The platform turns petabytes of daily satellite imagery into real‑time, queryable intelligence, giving decision‑makers unprecedented speed and precision for monitoring global change.
Creon Levit, senior engineer at Planet Labs, presented the company’s AI‑driven Earth observation platform at Vision Weekend USA 2025, outlining the transition from its original daily‑coverage mission to a new “queryable planet” service that lets users ask natural‑language questions about the planet.
Planet Labs now operates more than 200 imaging satellites that capture roughly 90 % of the world’s land each day, downlinking about 20 TB of eight‑band, 4‑meter resolution imagery. The data are sliced into 256‑pixel tiles, producing roughly 260 million tiles per day, each embedded into a vector space using multiple multimodal large language models.

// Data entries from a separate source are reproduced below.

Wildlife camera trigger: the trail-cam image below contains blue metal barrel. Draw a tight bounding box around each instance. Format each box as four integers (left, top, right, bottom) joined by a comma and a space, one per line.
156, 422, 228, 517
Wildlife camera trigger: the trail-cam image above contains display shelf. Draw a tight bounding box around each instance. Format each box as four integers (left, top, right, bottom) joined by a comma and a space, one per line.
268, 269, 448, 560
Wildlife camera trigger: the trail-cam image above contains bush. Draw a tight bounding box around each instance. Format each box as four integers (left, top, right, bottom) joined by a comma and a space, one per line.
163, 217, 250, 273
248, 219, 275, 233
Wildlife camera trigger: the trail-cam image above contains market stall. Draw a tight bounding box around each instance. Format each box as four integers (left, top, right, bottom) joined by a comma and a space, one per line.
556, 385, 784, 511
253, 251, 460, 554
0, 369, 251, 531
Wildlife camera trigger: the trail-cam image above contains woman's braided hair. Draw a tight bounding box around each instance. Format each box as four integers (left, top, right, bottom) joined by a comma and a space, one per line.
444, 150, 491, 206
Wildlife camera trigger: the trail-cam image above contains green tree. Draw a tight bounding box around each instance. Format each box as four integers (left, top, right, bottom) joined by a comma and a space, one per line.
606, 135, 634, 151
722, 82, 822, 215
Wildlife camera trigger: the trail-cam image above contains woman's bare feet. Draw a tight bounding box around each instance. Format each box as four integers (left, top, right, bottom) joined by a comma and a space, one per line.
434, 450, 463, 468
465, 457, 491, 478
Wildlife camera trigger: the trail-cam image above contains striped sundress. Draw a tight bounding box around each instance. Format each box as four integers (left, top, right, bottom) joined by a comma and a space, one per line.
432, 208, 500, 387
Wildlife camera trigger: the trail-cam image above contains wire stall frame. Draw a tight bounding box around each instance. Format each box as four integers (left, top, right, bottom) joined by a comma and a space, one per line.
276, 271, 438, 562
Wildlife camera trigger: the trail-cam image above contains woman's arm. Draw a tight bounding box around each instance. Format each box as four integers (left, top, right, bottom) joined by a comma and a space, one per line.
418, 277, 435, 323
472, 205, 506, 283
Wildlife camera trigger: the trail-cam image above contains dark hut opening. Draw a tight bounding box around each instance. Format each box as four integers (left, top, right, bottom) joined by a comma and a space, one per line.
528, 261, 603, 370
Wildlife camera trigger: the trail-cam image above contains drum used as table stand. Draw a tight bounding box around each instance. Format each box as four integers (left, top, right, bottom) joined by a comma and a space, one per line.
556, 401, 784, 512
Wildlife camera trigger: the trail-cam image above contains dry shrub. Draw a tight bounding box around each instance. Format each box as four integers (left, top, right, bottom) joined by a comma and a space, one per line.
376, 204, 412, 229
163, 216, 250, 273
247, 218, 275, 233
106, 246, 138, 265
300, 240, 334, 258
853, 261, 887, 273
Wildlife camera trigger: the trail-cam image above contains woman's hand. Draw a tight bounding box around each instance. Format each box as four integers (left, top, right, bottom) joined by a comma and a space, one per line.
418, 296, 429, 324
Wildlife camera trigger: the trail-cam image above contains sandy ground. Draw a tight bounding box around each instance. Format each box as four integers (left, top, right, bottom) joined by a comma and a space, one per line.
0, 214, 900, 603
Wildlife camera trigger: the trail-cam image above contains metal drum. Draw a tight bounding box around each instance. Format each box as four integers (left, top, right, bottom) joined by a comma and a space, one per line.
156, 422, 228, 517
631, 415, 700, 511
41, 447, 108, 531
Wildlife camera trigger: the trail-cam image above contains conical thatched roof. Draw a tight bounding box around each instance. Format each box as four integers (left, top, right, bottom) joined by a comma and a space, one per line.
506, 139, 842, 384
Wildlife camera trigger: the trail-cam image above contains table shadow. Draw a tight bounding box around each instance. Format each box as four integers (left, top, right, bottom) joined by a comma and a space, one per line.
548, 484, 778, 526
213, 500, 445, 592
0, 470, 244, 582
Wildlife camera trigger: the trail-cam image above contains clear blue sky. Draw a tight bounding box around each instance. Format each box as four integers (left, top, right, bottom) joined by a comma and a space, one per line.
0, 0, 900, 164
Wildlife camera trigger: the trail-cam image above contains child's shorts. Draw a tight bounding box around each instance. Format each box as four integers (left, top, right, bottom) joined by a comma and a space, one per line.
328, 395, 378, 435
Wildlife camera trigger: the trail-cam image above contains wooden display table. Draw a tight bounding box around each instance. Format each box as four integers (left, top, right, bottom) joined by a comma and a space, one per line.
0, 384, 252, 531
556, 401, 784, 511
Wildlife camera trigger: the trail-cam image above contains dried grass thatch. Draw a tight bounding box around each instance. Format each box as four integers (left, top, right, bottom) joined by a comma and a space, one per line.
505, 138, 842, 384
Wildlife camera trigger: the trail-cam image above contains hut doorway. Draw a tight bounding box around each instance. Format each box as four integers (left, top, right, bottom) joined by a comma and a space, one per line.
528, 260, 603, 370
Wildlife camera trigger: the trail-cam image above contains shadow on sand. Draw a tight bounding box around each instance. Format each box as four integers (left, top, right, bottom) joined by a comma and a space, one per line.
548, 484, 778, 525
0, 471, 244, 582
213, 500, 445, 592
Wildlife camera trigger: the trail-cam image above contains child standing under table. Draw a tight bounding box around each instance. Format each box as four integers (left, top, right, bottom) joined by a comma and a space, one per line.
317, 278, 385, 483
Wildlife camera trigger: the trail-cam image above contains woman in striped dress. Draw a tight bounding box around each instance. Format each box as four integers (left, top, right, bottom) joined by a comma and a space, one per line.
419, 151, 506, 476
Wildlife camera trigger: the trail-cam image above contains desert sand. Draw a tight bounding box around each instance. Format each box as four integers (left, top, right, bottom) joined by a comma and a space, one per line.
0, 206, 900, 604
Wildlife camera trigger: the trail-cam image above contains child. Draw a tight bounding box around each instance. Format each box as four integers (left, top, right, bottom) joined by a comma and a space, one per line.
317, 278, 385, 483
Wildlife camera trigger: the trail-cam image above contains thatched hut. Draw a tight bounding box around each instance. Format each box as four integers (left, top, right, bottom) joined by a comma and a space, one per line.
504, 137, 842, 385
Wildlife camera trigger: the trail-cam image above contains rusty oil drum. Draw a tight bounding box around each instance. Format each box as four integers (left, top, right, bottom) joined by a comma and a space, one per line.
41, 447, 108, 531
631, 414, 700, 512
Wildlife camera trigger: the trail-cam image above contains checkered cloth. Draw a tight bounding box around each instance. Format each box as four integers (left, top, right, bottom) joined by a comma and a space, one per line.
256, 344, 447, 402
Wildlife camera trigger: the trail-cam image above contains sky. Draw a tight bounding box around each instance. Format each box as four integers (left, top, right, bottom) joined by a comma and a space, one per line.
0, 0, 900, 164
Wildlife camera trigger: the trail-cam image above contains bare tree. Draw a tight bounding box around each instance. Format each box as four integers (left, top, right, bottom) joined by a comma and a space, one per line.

The embedded tiles are stored in a vector database and combined with text‑to‑image embeddings, enabling one‑second global searches for change between two dates. Live demos showed the system locating construction sites, highway interchanges, and cooling towers after only a few relevance‑feedback clicks, and even linking to Planet’s chat interface for additional context.
By turning raw satellite data into an instantly searchable knowledge base, Planet Labs offers governments, utilities, and enterprises a rapid way to monitor infrastructure, assess environmental impacts, and respond to emerging events, potentially reshaping the economics of Earth‑observation analytics.